Everything old is new again in Australia’s parasitic media. Nothing more so than house prices as we head into another monetary policy easing cycle.
The media, which largely relies on real estate revenues to exist, loves to pretend to care.
These days, ABC is dedicated entirely to pretence.
This small gathering of homeowners and politicians is just one of the many local fronts of resistance to the Albanese government’s plan to deliver 1.2 million homes across the country by June 2029.
The prime minister recently conceded it is “too hard” to build housing in Australia and promised to cut red tape to help boost supply.
While many are saying no to development in their suburbs, there is a growing appetite for “housing abundance” helped by Australia’s blossoming Yes In My Backyard (YIMBY) movement.
YIMBYs want denser cities, they want more housing in places people want to work and live, and they want them built yesterday.
While rolling back regulations and boosting construction isn’t usually associated with those on the left of politics, support for a “liberalism that builds” is gathering momentum globally.
It has been helped by the popularity of Ezra Klein and Derek Thompson’s book Abundance, in which the authors attempt to reorient progressive politics around the provocation: “can we solve our problems with supply?”
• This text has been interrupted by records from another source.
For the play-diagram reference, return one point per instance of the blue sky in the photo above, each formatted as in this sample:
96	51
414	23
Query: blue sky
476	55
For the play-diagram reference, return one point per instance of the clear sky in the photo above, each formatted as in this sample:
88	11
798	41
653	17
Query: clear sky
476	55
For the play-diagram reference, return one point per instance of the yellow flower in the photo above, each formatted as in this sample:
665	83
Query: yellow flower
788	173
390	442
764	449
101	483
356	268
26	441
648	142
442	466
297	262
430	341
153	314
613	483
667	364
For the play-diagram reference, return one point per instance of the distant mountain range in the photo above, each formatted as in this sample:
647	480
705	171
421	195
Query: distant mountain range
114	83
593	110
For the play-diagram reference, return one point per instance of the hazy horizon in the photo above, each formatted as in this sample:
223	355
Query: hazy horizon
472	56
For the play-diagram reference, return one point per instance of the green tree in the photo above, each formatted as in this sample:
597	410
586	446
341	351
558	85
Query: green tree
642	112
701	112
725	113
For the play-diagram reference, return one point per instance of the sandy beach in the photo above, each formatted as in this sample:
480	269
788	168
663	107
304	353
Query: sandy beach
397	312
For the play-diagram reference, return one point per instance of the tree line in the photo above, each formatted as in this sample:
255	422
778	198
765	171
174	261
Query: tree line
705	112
Err, no. Sorry, and YIMBY’s trying to sell books on it are cashing in on suffering, not helping.
There are many reasons YIMBYs are full of it:
- Building approvals are fine; it’s the starts that are weak because there’s no money in construction post the great COVID inflation.
- Therefore, house prices will need to rise dramatically to get private sector developers moving.
- Much of the inflation in house prices has been in the price of land, which is never going to be released because land-banking developers will go bust if it is.
- There is no federal or state appetite for these reforms.
- Addressing supply without demand is intrinsically half-arsed.
YIMBYs are fig leaves for never building enough because they distract from the much larger problem, which is pump-primed demand.
This is where pretence turns mind-numbingly corrupt and intellectually dishonest.
As usual, the ABC didn’t mention immigration. Neither does The Guardian as it pretends to care.
Australian house prices started to decouple from wages in the late 1980s, before a surge in the 90s and early 2000s propelled the country into an epoch of unaffordable housing that is only getting worse.
The Howard-era decision to halve the rate of capital gains tax made dwellings even more attractive to investors, while a string of state and federal governments failed to plan for supply shortages. Investors have also taken full advantage of negative gearing, which allows the owner of an investment property to deduct the interest payments and other costs against their income.
While Labor under Bill Shorten tried to tilt the tables in favour of owner-occupiers by tightening negative gearing and the capital gains tax discount, the measures proved unpalatable to many voters. The policies, which were never implemented, were also designed to push investors towards new builds with the aim of increasing supply.
Yes, we need tax reform, but guess what? It is only half the demand picture. The other half is more important.
Immigration is the keystone of high house prices. It ensures shortages of stock, reassures investors using the tax breaks that demand is endless, and does nothing to boost the skills needed to build houses because it excludes tradies.
For lower house prices, Australia needs a new way of thinking that is prepared to break things. Otherwise, the corruption wins:
- Corruption in the political class.
- Corruption in unions.
- Corruption in banks.
- Corruption in the media.
- Corruption in immigration.
- Corruption in monetary policy.
The system was built and supported by vested interests, and it still is. It is getting worse, not better.
Long ago, I forecast that house prices would never fall as long as there were monetary and/or fiscal resources to prevent it.
Pretending to care with half-solutions that upset nobody is only icing that hideous cake.